When your grief is public, everyone feels like they have the right (maybe even an obligation) to tell you how you should be doing it, as if we all need the same things.  As if there’s actually any way to control how it plays out.  The strangest things bring the tears, and it’s even stranger which moments you’re able to find the levity in.  Things you should easily be capable of are impossible, while more difficult tasks provide the only available relief.  Helpful suggestions hurt.  Sympathy hurts.  Apathy hurts.  Everything hurts.

But grief-pain has a unique flavor that is different from other kinds of psychic pain.  The pain of depression is one I know well.  It is (for me) a numb-aching tiredness, a heaviness, a weakness.  Sudden bereavement has caused a unique set of physiological symptoms.  Authors and poets have always described the experience of being bent double with grief, of a feeling of literal hollowness.  It was a bit of a shock to find myself actually experiencing those things.  I imagine it’s sort of like the shock of meeting a celebrity whose face you’ve been familiar with for years on the big screen as various fictional characters, and finding that they somehow, impossibly, look exactly like that in person.  It’s surreal.  Or too real.  To feel an emptiness in my middle that is not hunger, to be trying to walk along and feel myself physically incapable of standing up straight under the weight of all the sad – that’s a stereotype, a hyperbole, not a thing that could possibly happen.  Except it did.

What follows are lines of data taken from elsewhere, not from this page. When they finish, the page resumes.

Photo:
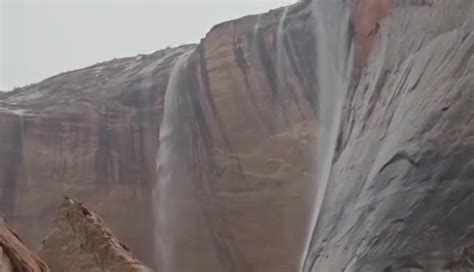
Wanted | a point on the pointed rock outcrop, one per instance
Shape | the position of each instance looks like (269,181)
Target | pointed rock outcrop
(79,242)
(14,255)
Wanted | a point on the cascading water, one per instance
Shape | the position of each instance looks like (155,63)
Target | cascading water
(169,154)
(335,51)
(282,58)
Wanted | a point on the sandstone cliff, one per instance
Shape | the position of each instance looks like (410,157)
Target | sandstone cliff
(14,255)
(401,187)
(93,134)
(79,242)
(243,145)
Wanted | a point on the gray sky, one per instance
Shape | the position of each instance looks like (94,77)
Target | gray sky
(40,38)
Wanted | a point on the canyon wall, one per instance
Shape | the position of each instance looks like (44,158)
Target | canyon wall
(402,178)
(249,122)
(401,181)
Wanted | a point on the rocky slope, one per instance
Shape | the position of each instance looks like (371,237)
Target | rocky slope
(243,145)
(14,255)
(93,134)
(401,188)
(79,242)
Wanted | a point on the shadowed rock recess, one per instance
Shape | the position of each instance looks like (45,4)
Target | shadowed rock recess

On most days, I consider myself a highly rational person, but there is nothing rational about grief.  The more I start to feel okay, the more I want to not feel okay.  The more I want the first hard torrent back.  Because I was closer to him having been alive then?  Because it’s some kind of betrayal to be okay?  Because being okay means accepting that he is gone, moving on to a stage of my life that doesn’t have him in it?  The more moments of okayness I start having, the more I need to be anything but okay.  The part of me that is still rational would like the rest of me to stop being such a mess.  The two parts are at war.  Despite what some people who know me may think, I am a peaceful person; war doesn’t suit me.

It is also a surprise to find that, as the okay moments multiply, this doesn’t actually make any more sense of the other moments.  They still happen just as randomly and knock me down just as hard.  That doesn’t seem right.  It seems like the process of healing should include the buildup of some kind of tolerance.  I suppose it will, eventually.  I guess it’s just misleading – when you start being able to return to the regular pattern of your days, you assume that means other things are returning too.  But this process happens on its own time.

I expect I’ll be learning new things about bereavement for a while yet.